The United States consists of 50 states, the District of Columbia, and five U.S. territories — one of which is Puerto Rico. Individuals born in Puerto Rico are U.S. citizens, but island residents cannot vote for president or senators. The territory has a single delegate in the U.S. House of Representatives who can vote in committee, but not on the House floor. I have held this position since 2009.
In addition to lacking meaningful democratic rights, Puerto Rico is deprived of equal treatment. The U.S. Constitution, as interpreted by a series of decisions rendered by the Supreme Court over time, authorizes Congress to treat territories inequitably compared to states in regards to federal spending and tax credit programs. As a result, Puerto Rico is deprived of billions of dollars it would receive if it were a state.
To compensate for the lack of fair treatment, the government of Puerto Rico has borrowed heavily — although not always wisely — in order to provide a decent quality of life for its people. Eighteen public entities in Puerto Rico issue bonds, including the central government and government-owned instrumentalities like the electric power authority, the water and sewer authority, and the highway and transportation authority. These entities have now amassed over $70 billion of debt, which is roughly the size of Puerto Rico’s gross state (territory) product. The governor of Puerto Rico recently asserted that this debt was not payable in its entirety, generating headlines in the media.
Puerto Rico, once virtually ignored, has now become the center of attention.
Some commentators seem to believe that Puerto Rico’s economic challenges are of recent vintage, but that is not the case. For many decades, primarily as a result of unequal treatment, there has been a large gap between economic performance in the territory and in the states. In recent years, that gap has become a chasm.
The consequences have been as predictable as they are painful. My constituents are exercising their rights as U.S. citizens and relocating — not emigrating — to the states at a rate of 50,000 a year. Once they arrive on the mainland, they are entitled to full voting rights and full equality under federal laws — rights they were denied back in the territory. In 2000, Puerto Rico was home to about 3.8 million people. Soon, the island’s population will fall below 3.5 million. This is the largest sustained outmigration in modern American history, and it is only getting worse.

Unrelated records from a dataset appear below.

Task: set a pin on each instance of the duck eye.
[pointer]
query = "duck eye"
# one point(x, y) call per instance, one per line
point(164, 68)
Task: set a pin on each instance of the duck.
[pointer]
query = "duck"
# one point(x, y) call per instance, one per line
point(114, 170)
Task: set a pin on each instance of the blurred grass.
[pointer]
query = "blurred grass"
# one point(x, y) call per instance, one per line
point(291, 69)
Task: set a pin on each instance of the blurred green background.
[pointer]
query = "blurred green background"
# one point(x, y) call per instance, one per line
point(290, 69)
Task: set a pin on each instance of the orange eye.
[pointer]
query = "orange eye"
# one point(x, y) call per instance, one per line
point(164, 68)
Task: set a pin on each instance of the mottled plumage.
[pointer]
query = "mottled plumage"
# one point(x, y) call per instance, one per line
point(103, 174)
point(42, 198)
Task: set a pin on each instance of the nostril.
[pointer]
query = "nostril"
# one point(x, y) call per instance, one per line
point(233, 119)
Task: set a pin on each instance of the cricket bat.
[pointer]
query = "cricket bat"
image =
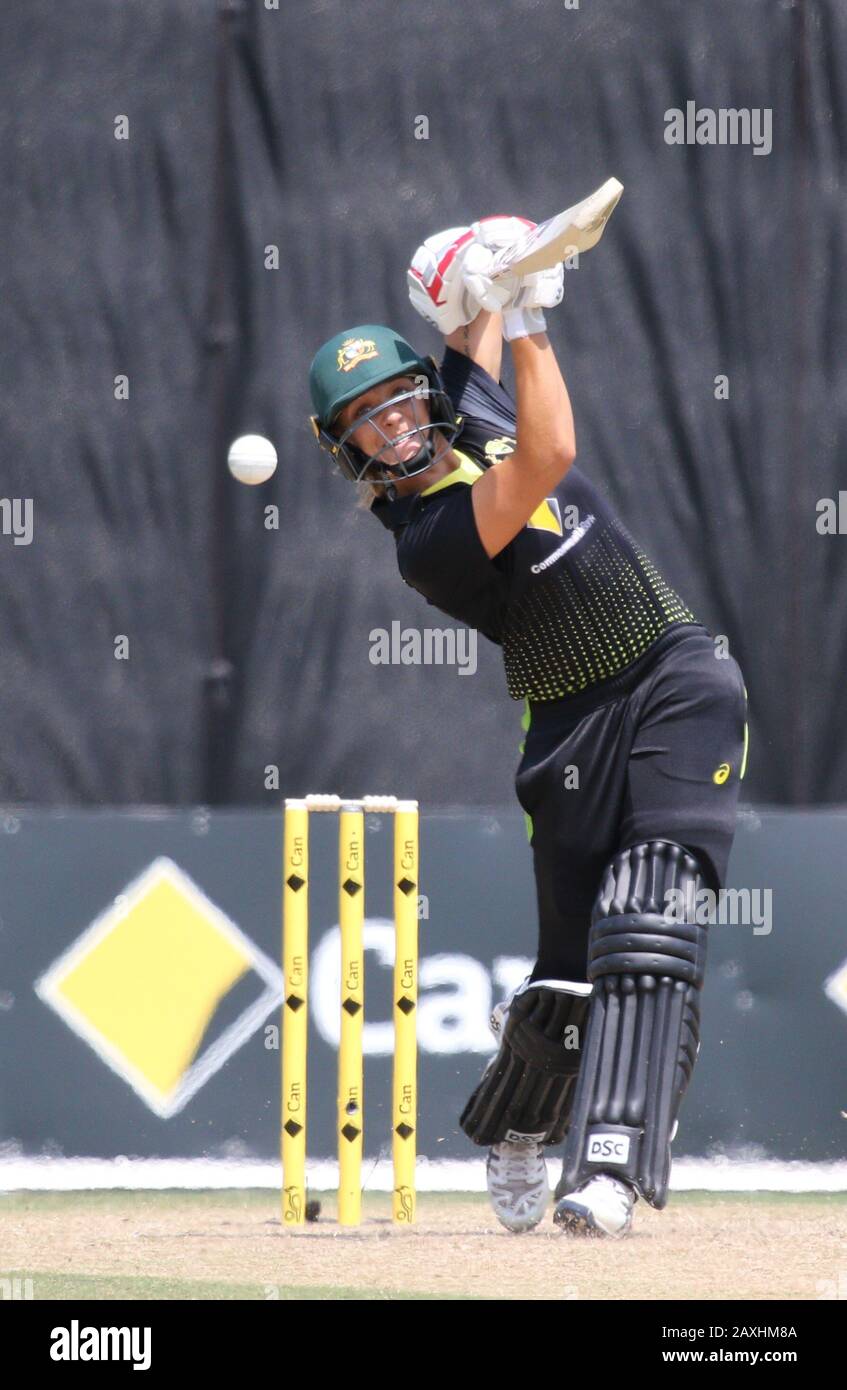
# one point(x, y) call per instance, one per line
point(576, 230)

Puerto Rico’s territorial status is not only the root cause of Puerto Rico’s economic and demographic crisis; it is also the main obstacle preventing Puerto Rico from managing and, ultimately, overcoming this crisis.
Consider Chapter 9 of the federal bankruptcy code. Under this provision, Congress empowers each state government to authorize an insolvent “municipality” — defined as a political subdivision, public agency, or instrumentality of the state — to restructure its debts in an orderly fashion under the supervision of a federal bankruptcy judge, in accordance with federal law. A state government may authorize — or decline to authorize — its insolvent municipalities to file for Chapter 9 protection. The power to decide rests with the state government.
There have been about 50 municipal bankruptcy filings since 2010, although some have been dismissed by the presiding judge for a variety of reasons. Most prominently, several years ago, Michigan authorized Detroit to seek Chapter 9 protection, and the city has emerged far stronger than before.
Unfortunately, while Puerto Rico is treated like a state under the chapters of the bankruptcy code involving individuals and corporations, it is not treated like a state under the chapter pertaining to municipalities. Congress did grant Puerto Rico the power to authorize its municipalities to adjust debts between 1938 and 1984, but in 1984 — for reasons unknown — Congress excluded Puerto Rico from Chapter 9.
Such is the life of a territory: always subject to the good (or ill) will of a Congress in which it has a limited voice and no vote.
I have introduced a bill in the U.S. House to rectify this unprincipled exclusion, and 14 U.S. senators have cosponsored an identical bill in the U.S. Senate. The legislation would simply grant Puerto Rico a power that it had for nearly half a century and that every state has — namely, the power to authorize its insolvent municipalities to seek Chapter 9 protection. Under the bill, Puerto Rico could seek to restructure the debts of its insolvent public corporations, but not of the island’s central government.
Chapter 9 can be a useful tool even if it is not used. The mere prospect of a Chapter 9 filing by a municipality can foster consensual negotiations between the municipality and its creditors.
Ultimately, to prosper, Puerto Rico will need to be treated equally in all respects, and that requires U.S. statehood. In the interim, Congress can help Puerto Rico help itself by providing the territory with state-like treatment under Chapter 9.
Congressman Pedro R. Pierluisi is Puerto Rico’s nonvoting delegate in the U.S. House of Representatives and a candidate for governor of Puerto Rico.